Lexical structure v16

There are several aspects to the lexical structure of SQL:

  • SQL input consists of a sequence of commands.

  • A command is composed of a sequence of tokens, terminated by a semicolon (;). The end of the input stream also terminates a command.

  • The valid tokens depend on the syntax of the command.

  • A token can be a key word, an identifier, a quoted identifier, a literal (or constant), or a special character symbol. Tokens are normally separated by whitespace (space, tab, new line) but don't need to be if there's no ambiguity (which is generally the case only if a special character is adjacent to some other token type).

  • Comments can occur in SQL input. They aren't tokens; they are equivalent to whitespace.

For example, the following is syntactically valid SQL input:

SELECT * FROM MY_TABLE;
UPDATE MY_TABLE SET A = 5;
INSERT INTO MY_TABLE VALUES (3, 'hi there');

This is a sequence of three commands, one per line, although that format isn't required. You can enter more than one command on a line, and commands can usually split across lines.

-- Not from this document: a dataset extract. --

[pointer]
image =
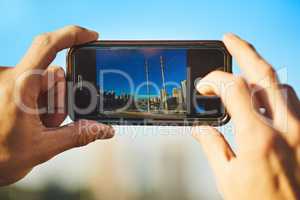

The SQL syntax isn't very consistent regarding the tokens that identify commands and the ones that are operands or parameters. The first few tokens are generally the command name, so the example contains a SELECT, an UPDATE, and an INSERT command. But, for instance, the UPDATE command always requires a SET token to appear in a certain position, and this variation of INSERT also requires a VALUES token to be complete. The precise syntax rules for each command are described in SQL reference.